Le Gouverneur de la Banque Centrale du Liban; dans le collimateur de la justice suisse

Le Gouverneur de la Banque Centrale du Liban; dans le collimateur de la justice suisse

Le Gouverneur de la Banque du Liban, Riad Salamé, est dans le collimateur de la justice helvétique, et pour cause, il est soupçonné d’être l’un des piliers du système politico-financier tenant le pays du cèdre, en otage.

Le journal suisse « Le Temps » révèle des détails documentés sur des mouvements de fonds entre le Liban et la Suisse qui auraient été opérés par Riad Salamé, gouverneur de la Banque du Liban, et son frère.
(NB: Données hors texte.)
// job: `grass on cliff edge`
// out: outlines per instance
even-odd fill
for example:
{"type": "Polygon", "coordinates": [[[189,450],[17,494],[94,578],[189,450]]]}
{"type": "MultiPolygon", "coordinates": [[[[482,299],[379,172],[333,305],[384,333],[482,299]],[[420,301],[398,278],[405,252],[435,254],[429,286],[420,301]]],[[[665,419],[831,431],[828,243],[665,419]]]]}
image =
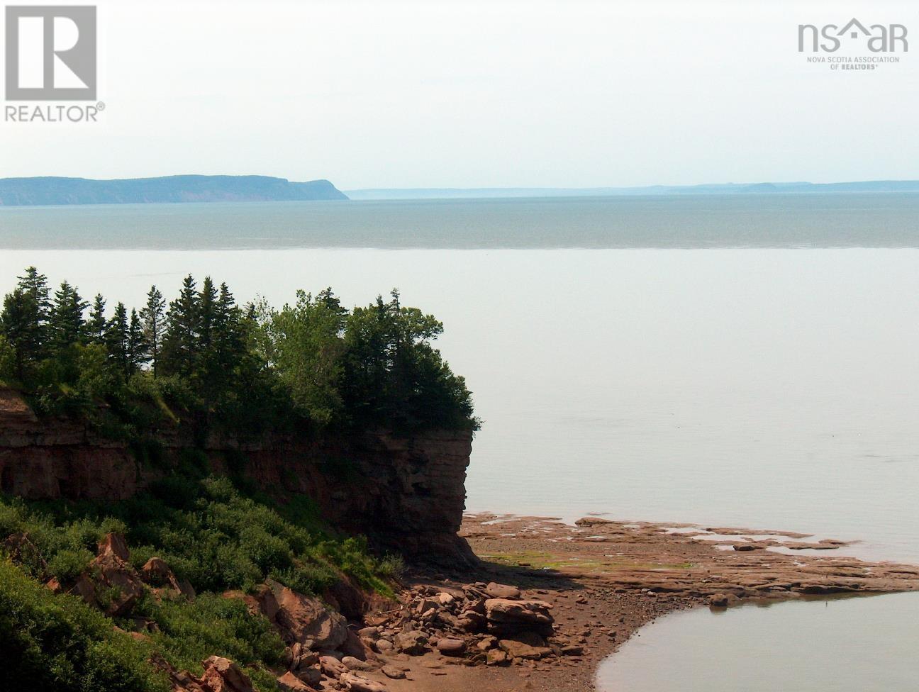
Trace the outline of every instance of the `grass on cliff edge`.
{"type": "MultiPolygon", "coordinates": [[[[0,496],[0,540],[22,532],[37,549],[20,554],[17,565],[3,563],[0,578],[20,587],[4,591],[0,650],[8,651],[6,645],[10,644],[14,650],[19,646],[32,652],[32,659],[20,657],[23,665],[33,659],[49,664],[61,659],[61,671],[85,666],[88,651],[101,657],[99,665],[114,668],[124,664],[122,659],[146,660],[149,652],[135,646],[138,642],[112,640],[108,634],[100,634],[114,631],[115,624],[136,629],[134,620],[107,620],[92,609],[93,615],[87,616],[85,604],[53,596],[40,584],[51,576],[62,583],[73,581],[109,531],[125,535],[135,567],[158,556],[198,593],[191,603],[145,597],[135,607],[132,617],[152,620],[158,630],[150,634],[147,649],[152,647],[176,668],[196,674],[200,674],[204,658],[226,656],[246,666],[263,692],[276,688],[267,669],[278,663],[283,645],[265,618],[251,615],[240,600],[221,597],[223,591],[249,591],[273,578],[301,593],[322,594],[344,573],[365,589],[389,595],[400,567],[396,560],[369,555],[363,539],[336,539],[323,532],[308,498],[299,496],[287,505],[276,505],[246,496],[226,478],[166,478],[154,482],[148,493],[117,503],[26,502],[0,496]],[[27,583],[31,585],[27,587],[27,583]],[[51,611],[62,613],[58,619],[67,623],[69,636],[78,644],[64,646],[41,634],[57,631],[57,620],[36,629],[35,613],[45,618],[51,611]],[[100,622],[107,622],[108,630],[100,622]],[[34,632],[38,634],[32,636],[34,632]],[[17,643],[20,635],[28,641],[17,643]]],[[[146,670],[143,665],[141,669],[146,670]]],[[[152,690],[158,688],[155,682],[155,676],[138,674],[118,684],[108,681],[96,687],[81,683],[74,688],[152,690]]]]}

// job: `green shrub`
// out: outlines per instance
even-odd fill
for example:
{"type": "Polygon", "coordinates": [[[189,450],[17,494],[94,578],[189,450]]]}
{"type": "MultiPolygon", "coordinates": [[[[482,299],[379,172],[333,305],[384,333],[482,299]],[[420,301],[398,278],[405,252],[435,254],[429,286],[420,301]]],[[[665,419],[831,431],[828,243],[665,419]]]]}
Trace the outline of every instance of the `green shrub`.
{"type": "Polygon", "coordinates": [[[0,651],[6,689],[169,689],[147,662],[148,646],[116,631],[83,601],[51,594],[8,562],[0,562],[0,651]]]}
{"type": "Polygon", "coordinates": [[[86,550],[64,549],[48,561],[48,573],[61,584],[70,584],[83,573],[93,560],[86,550]]]}

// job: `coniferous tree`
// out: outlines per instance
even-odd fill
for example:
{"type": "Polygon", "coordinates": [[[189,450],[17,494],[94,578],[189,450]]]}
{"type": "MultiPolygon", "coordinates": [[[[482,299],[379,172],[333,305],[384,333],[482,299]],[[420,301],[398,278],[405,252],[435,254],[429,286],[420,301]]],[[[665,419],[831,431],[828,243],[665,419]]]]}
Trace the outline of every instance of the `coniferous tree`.
{"type": "Polygon", "coordinates": [[[29,267],[26,269],[26,276],[18,277],[18,279],[19,288],[35,300],[40,320],[47,321],[51,307],[48,277],[39,274],[39,270],[34,267],[29,267]]]}
{"type": "Polygon", "coordinates": [[[210,277],[205,277],[201,284],[201,292],[198,298],[197,332],[199,360],[196,369],[199,371],[208,369],[208,360],[210,360],[211,349],[214,346],[214,326],[217,322],[217,288],[210,277]]]}
{"type": "Polygon", "coordinates": [[[104,344],[106,340],[106,328],[108,321],[106,320],[106,300],[101,293],[96,294],[93,300],[93,307],[89,311],[89,320],[86,321],[86,337],[92,344],[104,344]]]}
{"type": "Polygon", "coordinates": [[[109,361],[125,379],[130,374],[129,330],[128,309],[123,302],[119,302],[115,307],[115,314],[108,321],[105,339],[109,361]]]}
{"type": "Polygon", "coordinates": [[[28,298],[23,307],[29,311],[24,319],[31,323],[30,329],[34,331],[34,344],[28,359],[37,360],[43,357],[48,346],[48,317],[51,312],[50,289],[48,277],[40,274],[34,267],[26,269],[26,275],[18,277],[18,287],[28,298]]]}
{"type": "Polygon", "coordinates": [[[182,282],[178,298],[169,303],[163,336],[162,361],[168,374],[190,376],[198,353],[199,295],[189,274],[182,282]]]}
{"type": "Polygon", "coordinates": [[[76,289],[66,281],[54,292],[54,303],[51,305],[48,323],[50,342],[56,352],[60,353],[72,344],[84,341],[86,328],[83,313],[87,307],[88,303],[80,298],[76,289]]]}
{"type": "Polygon", "coordinates": [[[147,293],[147,304],[141,311],[141,320],[143,322],[143,340],[147,346],[147,361],[151,363],[153,377],[156,377],[160,349],[163,347],[165,306],[166,301],[163,300],[163,294],[155,286],[152,286],[147,293]]]}
{"type": "Polygon", "coordinates": [[[13,348],[16,377],[25,382],[30,366],[41,351],[41,328],[38,320],[39,307],[32,293],[17,287],[3,301],[0,312],[0,333],[13,348]]]}
{"type": "Polygon", "coordinates": [[[149,361],[147,355],[149,347],[143,336],[143,324],[136,310],[130,311],[130,321],[128,325],[128,370],[137,372],[141,367],[149,361]]]}

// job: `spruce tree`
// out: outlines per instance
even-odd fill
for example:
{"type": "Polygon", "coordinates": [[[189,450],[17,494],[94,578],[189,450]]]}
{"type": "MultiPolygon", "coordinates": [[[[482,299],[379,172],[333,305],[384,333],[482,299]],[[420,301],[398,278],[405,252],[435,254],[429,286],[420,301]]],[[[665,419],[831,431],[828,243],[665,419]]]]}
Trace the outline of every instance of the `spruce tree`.
{"type": "Polygon", "coordinates": [[[86,321],[86,337],[90,343],[104,344],[108,326],[106,300],[101,293],[98,293],[93,300],[93,307],[89,311],[89,320],[86,321]]]}
{"type": "Polygon", "coordinates": [[[189,376],[198,353],[199,295],[189,274],[182,282],[178,298],[169,303],[163,336],[163,367],[167,374],[189,376]]]}
{"type": "Polygon", "coordinates": [[[114,316],[108,321],[105,339],[109,361],[125,379],[130,374],[129,330],[128,309],[123,302],[119,302],[115,307],[114,316]]]}
{"type": "Polygon", "coordinates": [[[54,292],[54,303],[49,316],[50,342],[51,347],[58,353],[66,349],[71,344],[84,341],[85,325],[83,313],[89,307],[76,289],[64,281],[54,292]]]}
{"type": "Polygon", "coordinates": [[[143,323],[136,310],[130,311],[128,326],[128,369],[130,373],[137,372],[141,366],[150,360],[149,347],[143,336],[143,323]]]}
{"type": "Polygon", "coordinates": [[[28,379],[30,366],[41,351],[41,329],[37,319],[35,297],[22,287],[7,293],[0,312],[0,333],[12,346],[16,376],[20,382],[28,379]]]}
{"type": "Polygon", "coordinates": [[[143,340],[147,346],[147,361],[151,363],[153,377],[156,377],[157,365],[160,360],[160,349],[163,347],[164,313],[166,301],[155,286],[150,287],[147,293],[147,304],[141,311],[143,322],[143,340]]]}

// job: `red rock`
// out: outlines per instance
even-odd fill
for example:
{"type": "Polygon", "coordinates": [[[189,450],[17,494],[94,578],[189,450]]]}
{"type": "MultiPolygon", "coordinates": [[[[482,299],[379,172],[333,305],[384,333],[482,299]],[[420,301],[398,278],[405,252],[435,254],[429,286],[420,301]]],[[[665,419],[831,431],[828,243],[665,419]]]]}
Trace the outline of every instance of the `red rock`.
{"type": "Polygon", "coordinates": [[[495,584],[492,582],[485,587],[485,593],[491,598],[509,598],[516,600],[520,597],[520,589],[516,586],[510,586],[506,584],[495,584]]]}
{"type": "Polygon", "coordinates": [[[504,664],[506,664],[507,661],[506,652],[502,649],[491,649],[488,652],[485,664],[487,665],[503,665],[504,664]]]}
{"type": "Polygon", "coordinates": [[[461,639],[443,637],[437,640],[437,651],[446,656],[461,656],[466,651],[466,642],[461,639]]]}
{"type": "Polygon", "coordinates": [[[319,667],[329,677],[340,677],[347,673],[347,666],[333,656],[320,656],[319,667]]]}
{"type": "Polygon", "coordinates": [[[489,629],[498,634],[533,630],[549,636],[552,633],[554,622],[549,613],[551,607],[545,601],[512,601],[506,598],[489,598],[485,601],[489,629]]]}
{"type": "MultiPolygon", "coordinates": [[[[113,534],[109,534],[113,535],[113,534]]],[[[89,573],[95,586],[96,600],[105,589],[108,602],[103,603],[106,615],[123,616],[130,612],[137,600],[143,596],[143,583],[134,569],[118,551],[109,547],[90,564],[89,573]]]]}
{"type": "Polygon", "coordinates": [[[314,692],[312,687],[301,682],[289,671],[278,678],[278,686],[281,688],[282,692],[314,692]]]}
{"type": "Polygon", "coordinates": [[[210,656],[201,665],[204,666],[201,685],[212,692],[254,692],[249,676],[230,659],[210,656]]]}
{"type": "Polygon", "coordinates": [[[353,673],[344,674],[339,680],[347,689],[352,689],[354,692],[385,692],[386,690],[386,686],[382,683],[378,683],[376,680],[369,680],[353,673]]]}
{"type": "Polygon", "coordinates": [[[417,630],[397,632],[392,638],[396,650],[410,656],[417,656],[425,652],[427,637],[417,630]]]}
{"type": "Polygon", "coordinates": [[[310,649],[332,651],[347,639],[345,618],[317,598],[270,580],[255,597],[261,611],[288,642],[299,641],[310,649]]]}

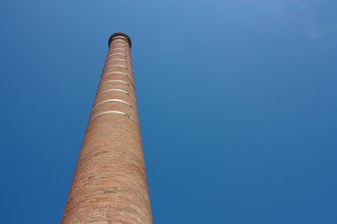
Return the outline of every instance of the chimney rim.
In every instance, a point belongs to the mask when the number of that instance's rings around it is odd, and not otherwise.
[[[131,48],[131,38],[129,38],[129,36],[123,32],[117,32],[117,33],[114,33],[114,35],[112,35],[109,38],[108,42],[107,42],[108,47],[110,47],[110,43],[113,42],[113,40],[118,36],[124,37],[126,39],[126,41],[128,42],[129,48]]]

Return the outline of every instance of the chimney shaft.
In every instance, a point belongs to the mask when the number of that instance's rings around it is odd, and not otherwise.
[[[151,224],[131,40],[113,35],[63,224]]]

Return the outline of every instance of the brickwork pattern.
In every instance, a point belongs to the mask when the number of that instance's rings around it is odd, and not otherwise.
[[[151,224],[130,41],[113,35],[63,224]]]

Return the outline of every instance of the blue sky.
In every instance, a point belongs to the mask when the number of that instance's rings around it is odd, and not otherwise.
[[[0,214],[59,223],[111,34],[155,224],[337,223],[337,2],[0,2]]]

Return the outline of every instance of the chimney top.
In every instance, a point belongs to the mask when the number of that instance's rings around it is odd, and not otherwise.
[[[129,37],[128,35],[126,35],[126,34],[124,34],[124,33],[122,33],[122,32],[117,32],[117,33],[114,33],[114,35],[112,35],[110,36],[110,38],[109,38],[109,42],[108,42],[108,44],[107,44],[107,45],[110,47],[110,43],[111,43],[111,42],[112,42],[114,39],[116,39],[116,38],[118,38],[118,37],[122,38],[122,39],[124,39],[125,41],[127,41],[128,43],[129,43],[129,47],[131,48],[131,39]]]

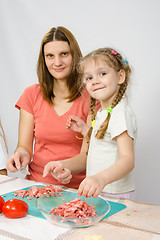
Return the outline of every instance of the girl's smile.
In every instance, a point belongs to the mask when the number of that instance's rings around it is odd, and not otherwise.
[[[89,94],[100,101],[102,109],[111,105],[117,95],[119,85],[124,79],[121,74],[111,68],[102,58],[91,60],[84,68],[86,88]]]

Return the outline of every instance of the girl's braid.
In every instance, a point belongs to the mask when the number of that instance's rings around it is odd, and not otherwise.
[[[126,89],[127,89],[127,85],[128,85],[128,81],[125,79],[124,83],[122,83],[120,85],[119,91],[117,93],[117,96],[115,97],[115,99],[113,100],[113,103],[111,104],[111,107],[114,108],[122,99]],[[99,130],[96,133],[96,138],[97,139],[103,139],[105,132],[108,128],[108,124],[109,124],[109,120],[110,120],[111,114],[108,113],[105,121],[102,123],[102,125],[100,126]]]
C’est un courrier de 16 pages, qui en est à l’origine de cette affaire qui tient en haleine tout le Liban et qui n’a pas encore livré tous ses secrets

Le célèbre journal helvétique notera dans ce cadre qu’en date du 27 novembre 2020, le procureur fédéral Joël Pahud avait adressé une demande d’entraide judiciaire aux représentants de la justice libanaise, à travers l’ambassadrice Suisse à Beyrouth, Monika Schmutz Kirgöz, qui a remis cette lettre en arabe en mains propres à la ministre libanaise de la Justice, Marie-Claude Najm, laquelle l’a transmise au procureur général, en mains propres également.

Le Ministère public de la Confédération helvétique (MPC) détaille des mouvements de fonds qu’il attribue au gouverneur de la Banque du Liban, Riad Salamé, 70 ans, un des hommes les plus puissants du pays, ainsi que son frère cadet Raja, souligne Le Temps.

Sans les accuser ouvertement, le MPC, estime qu’ils pourraient avoir «commis en Suisse des actes de blanchiment d’argent» au détriment de la Banque du Liban, et cela depuis 2002.

L’offensive de la Fondation Accountability Now

Dans cette affaire, la Fondation Accountability Now, devient un acteur incontournable, à travers son collectif qui s’est investi sur le terrain judiciaire, dans le cadre de la lutte contre la corruption.

Accountability Now, n’a pas tardé à actionner son offensive, moins d’une semaine après le séjour à Beyrouth, du Conseiller fédéral Ignazio Cassis, en ciblant les établissements financiers suisses ayant accueilli liés au Gouverneur de la Banque Centrale du Liban

Accountability Now, détentrice d’un rapport de 34 pages accompagnant sa plainte, révèle des liens entre Riad Salamé avec le «système institutionnalisé de corruption au Liban», ainsi que sur le rôle joué par les banques helvétiques.

Accountability Now  évoque des  mouvements de fonds suspects vers la Suisse, d’un montant de 300 millions de Francs Suisses , attribués à Riad Salamé que les procureurs fédéraux tentent de vérifier. Dévoilée mardi, cette demande d’entraide judiciaire adressée aux autorités libanaises s’intéresse notamment au transfert, durant deux décennies, de près de 250 millions de dollars de «commissions» touchées par une société offshore sous contrat avec la Banque nationale du Liban , Forry Associates ,en direction du compte de Raja Salamé chez HSBC Private Bank Suisse. Contactée, HSBC indique ne pas pouvoir s’exprimer sur cette affaire.

Les proches de Riad Salamé démentent

Les proches du Gouverneur de la Banque Centrale du Liban ont démenti les informations parues dans le journal libanais « Al Akhbar » les qualifiant d’allégations, dans un communiqué rendu public

Il convient de rappeler, que le quotidien libanais Al Akhbar avait révélé mardi dernier l’existence d’une enquête en Suisse au sujet de cette affaire. Les autorités suisses n’ont pas encore réagi. Selon le quotidien, l’enquête s’inscrit dans le cadre d’efforts menés par la France, le Royaume-Uni et les États-Unis pour passer au crible les transactions suspectes de responsables libanais, y compris Riad Salamé.

Aujourd’hui, le Liban fait face à une crise économique, sans précédent; liée à sa position à l’égard de la normalisation avec l’entité sioniste, et son refus d’abdiquer devant le diktat américano sioniste et leurs alliés du Golfe au sujet du mouvement de la résistance libanais le Hizballah , lui causant une dégringolade de sa monnaie nationale et des restrictions bancaires interdisant les transferts bancaires à l’étranger.